Despite all this, my earning set point seems to be $2500 per month on average. I think this is a problem b/c despite all the inner growth and belief work over all these years, the external results haven’t changed much. What has changed is the line of work I do so I went from earning this much at work I hated to earning this much through means I’m passionate about. That’s a valuable transition that I do acknowledge. And more needs to happen.

Similar to the financials, I’ve also struggled to have a regular sex and romantic life and it manifests as going years at a time in between dating and sex, despite wanting it. I’m in my 40s.

I want to see concrete results in the form of 5-figure months and having a constant stream of partner(s) until I meet my person who I want to commit with for an extended period of time.
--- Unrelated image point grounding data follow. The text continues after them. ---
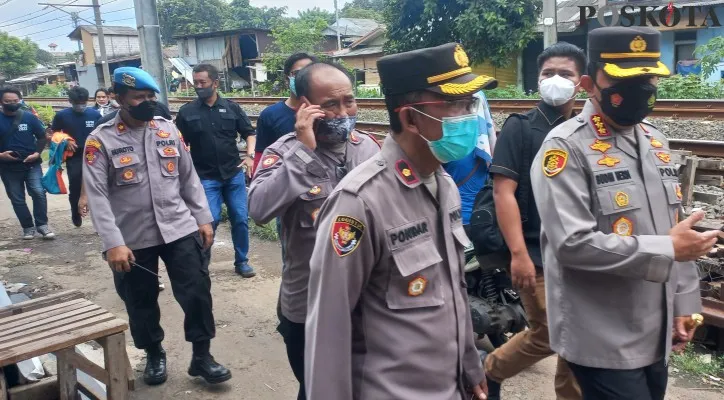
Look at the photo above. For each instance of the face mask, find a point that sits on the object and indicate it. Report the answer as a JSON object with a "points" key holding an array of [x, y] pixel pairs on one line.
{"points": [[12, 107], [556, 90], [292, 85], [144, 111], [335, 130], [459, 137], [628, 102], [205, 93]]}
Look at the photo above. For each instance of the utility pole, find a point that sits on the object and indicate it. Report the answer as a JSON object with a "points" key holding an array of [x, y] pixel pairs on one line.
{"points": [[336, 16], [149, 32], [99, 27], [550, 23]]}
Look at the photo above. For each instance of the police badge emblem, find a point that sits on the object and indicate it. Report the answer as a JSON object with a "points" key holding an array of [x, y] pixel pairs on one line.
{"points": [[346, 234]]}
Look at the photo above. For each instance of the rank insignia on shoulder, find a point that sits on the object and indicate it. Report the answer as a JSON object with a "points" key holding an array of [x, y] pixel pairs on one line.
{"points": [[269, 160], [664, 156], [600, 145], [622, 199], [416, 286], [623, 227], [599, 126], [406, 172], [91, 154], [346, 234], [608, 161], [93, 143], [554, 161], [128, 174]]}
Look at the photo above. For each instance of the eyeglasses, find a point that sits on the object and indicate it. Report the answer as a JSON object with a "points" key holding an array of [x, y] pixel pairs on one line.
{"points": [[468, 104]]}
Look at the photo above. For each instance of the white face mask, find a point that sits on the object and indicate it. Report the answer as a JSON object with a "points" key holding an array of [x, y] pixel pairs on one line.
{"points": [[556, 90]]}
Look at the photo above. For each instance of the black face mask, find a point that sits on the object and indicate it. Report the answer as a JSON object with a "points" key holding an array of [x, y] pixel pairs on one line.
{"points": [[12, 107], [205, 93], [628, 102], [144, 111]]}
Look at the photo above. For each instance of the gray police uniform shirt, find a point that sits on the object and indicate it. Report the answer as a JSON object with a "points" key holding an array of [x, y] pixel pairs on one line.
{"points": [[141, 185], [388, 308], [608, 200], [292, 181]]}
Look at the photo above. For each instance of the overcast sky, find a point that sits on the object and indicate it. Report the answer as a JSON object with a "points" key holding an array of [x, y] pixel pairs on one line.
{"points": [[44, 26]]}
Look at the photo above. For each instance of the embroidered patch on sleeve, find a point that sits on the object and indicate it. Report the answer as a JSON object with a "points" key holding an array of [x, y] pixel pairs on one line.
{"points": [[346, 234], [269, 160], [554, 161]]}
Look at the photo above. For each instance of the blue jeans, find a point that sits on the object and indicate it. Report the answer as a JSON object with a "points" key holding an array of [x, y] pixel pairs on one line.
{"points": [[15, 182], [231, 192]]}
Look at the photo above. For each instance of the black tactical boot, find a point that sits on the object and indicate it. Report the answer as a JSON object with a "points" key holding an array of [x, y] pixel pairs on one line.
{"points": [[204, 365], [155, 372]]}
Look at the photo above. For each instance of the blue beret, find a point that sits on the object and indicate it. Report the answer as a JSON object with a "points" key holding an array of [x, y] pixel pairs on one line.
{"points": [[135, 78]]}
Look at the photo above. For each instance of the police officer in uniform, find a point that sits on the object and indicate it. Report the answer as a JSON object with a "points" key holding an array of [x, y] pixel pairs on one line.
{"points": [[388, 313], [147, 203], [620, 277], [296, 175]]}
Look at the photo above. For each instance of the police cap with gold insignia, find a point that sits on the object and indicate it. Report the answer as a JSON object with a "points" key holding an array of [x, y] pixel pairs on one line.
{"points": [[627, 52], [443, 69], [134, 78]]}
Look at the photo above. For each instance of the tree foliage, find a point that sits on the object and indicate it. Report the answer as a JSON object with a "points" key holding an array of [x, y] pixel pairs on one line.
{"points": [[17, 56], [184, 17], [710, 55], [490, 30]]}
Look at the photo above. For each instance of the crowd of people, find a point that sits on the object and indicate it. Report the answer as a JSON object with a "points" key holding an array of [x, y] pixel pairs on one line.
{"points": [[373, 301]]}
In my self coaching today I identified a voice called Recluse Destitution. We had a conversation. RD wants to be left alone and doesn’t want to be bothered.

UM:
C – Desires: Earn $100K as a coach + 45-day fun and pleasure containers with 3 lovers
T – I don’t want to be bothered.
F – Appalled
A – Take a day or more to respond to prospective dates, lose the momentum and be OK w the prospects losing interest. Indulge in admiring my Insta grid instead of meeting lots of people on social (everyday) and being helpful and making offers. Write marketing copy in such a way that leaves no room for people to interact/comment. Tell myself, “It’s not working. I’m cursed.”
R – $2300-$2500 monthly income. No dates nor sex.
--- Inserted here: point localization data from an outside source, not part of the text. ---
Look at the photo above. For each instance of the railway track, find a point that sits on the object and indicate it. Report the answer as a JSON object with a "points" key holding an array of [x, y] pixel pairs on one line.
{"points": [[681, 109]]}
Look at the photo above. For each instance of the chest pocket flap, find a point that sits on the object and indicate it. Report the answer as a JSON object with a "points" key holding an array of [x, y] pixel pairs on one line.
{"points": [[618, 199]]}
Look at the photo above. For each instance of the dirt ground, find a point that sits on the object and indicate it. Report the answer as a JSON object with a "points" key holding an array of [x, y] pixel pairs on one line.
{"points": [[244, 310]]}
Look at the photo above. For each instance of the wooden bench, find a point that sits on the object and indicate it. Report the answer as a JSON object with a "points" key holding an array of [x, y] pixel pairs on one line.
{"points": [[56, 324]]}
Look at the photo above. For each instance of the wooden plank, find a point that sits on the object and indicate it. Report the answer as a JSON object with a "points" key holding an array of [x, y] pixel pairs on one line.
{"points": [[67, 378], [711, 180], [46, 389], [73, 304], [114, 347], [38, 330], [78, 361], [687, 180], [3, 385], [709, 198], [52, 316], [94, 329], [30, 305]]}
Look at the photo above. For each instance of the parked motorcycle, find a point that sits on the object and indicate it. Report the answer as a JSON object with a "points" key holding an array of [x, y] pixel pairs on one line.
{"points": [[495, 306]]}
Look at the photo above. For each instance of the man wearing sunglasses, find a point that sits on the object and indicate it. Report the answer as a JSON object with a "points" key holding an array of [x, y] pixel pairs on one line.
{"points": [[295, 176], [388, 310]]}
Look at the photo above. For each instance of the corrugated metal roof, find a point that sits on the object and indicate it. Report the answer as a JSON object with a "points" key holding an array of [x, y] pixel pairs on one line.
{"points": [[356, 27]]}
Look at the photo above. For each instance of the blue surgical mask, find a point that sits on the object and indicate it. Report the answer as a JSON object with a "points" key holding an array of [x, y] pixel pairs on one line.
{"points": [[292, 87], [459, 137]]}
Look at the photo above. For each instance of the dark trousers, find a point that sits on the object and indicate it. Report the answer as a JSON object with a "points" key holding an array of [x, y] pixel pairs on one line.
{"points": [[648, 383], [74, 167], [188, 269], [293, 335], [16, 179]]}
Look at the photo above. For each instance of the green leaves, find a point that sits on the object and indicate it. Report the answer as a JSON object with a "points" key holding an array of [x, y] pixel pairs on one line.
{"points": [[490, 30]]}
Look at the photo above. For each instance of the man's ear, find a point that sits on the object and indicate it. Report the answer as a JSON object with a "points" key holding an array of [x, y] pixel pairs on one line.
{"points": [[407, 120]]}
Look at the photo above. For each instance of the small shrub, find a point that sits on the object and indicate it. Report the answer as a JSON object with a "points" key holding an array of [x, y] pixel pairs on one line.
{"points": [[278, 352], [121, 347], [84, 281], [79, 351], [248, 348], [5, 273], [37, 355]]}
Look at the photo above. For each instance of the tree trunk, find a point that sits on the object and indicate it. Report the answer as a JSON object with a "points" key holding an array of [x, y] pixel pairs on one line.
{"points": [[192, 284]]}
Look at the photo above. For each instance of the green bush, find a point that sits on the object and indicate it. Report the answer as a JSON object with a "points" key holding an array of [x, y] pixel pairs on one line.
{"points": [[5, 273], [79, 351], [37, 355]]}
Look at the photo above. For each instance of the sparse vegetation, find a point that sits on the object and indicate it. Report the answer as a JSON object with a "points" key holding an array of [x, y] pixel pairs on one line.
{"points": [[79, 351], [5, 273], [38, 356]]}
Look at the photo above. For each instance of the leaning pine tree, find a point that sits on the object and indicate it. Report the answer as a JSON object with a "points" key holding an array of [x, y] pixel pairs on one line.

RD told me they’re keeping me from quantum earnings and they’re also willing to stop taking up so much space. Right now I’m holding space for RD and my desires. I’m not fighting RD or trying to make RD go away. Concurrently I do feel urgency to change my money and sex life b/c experiencing such dearth is ridiculous. I want to enjoy and feel the luxury every day I can as I’m in the second half of my life.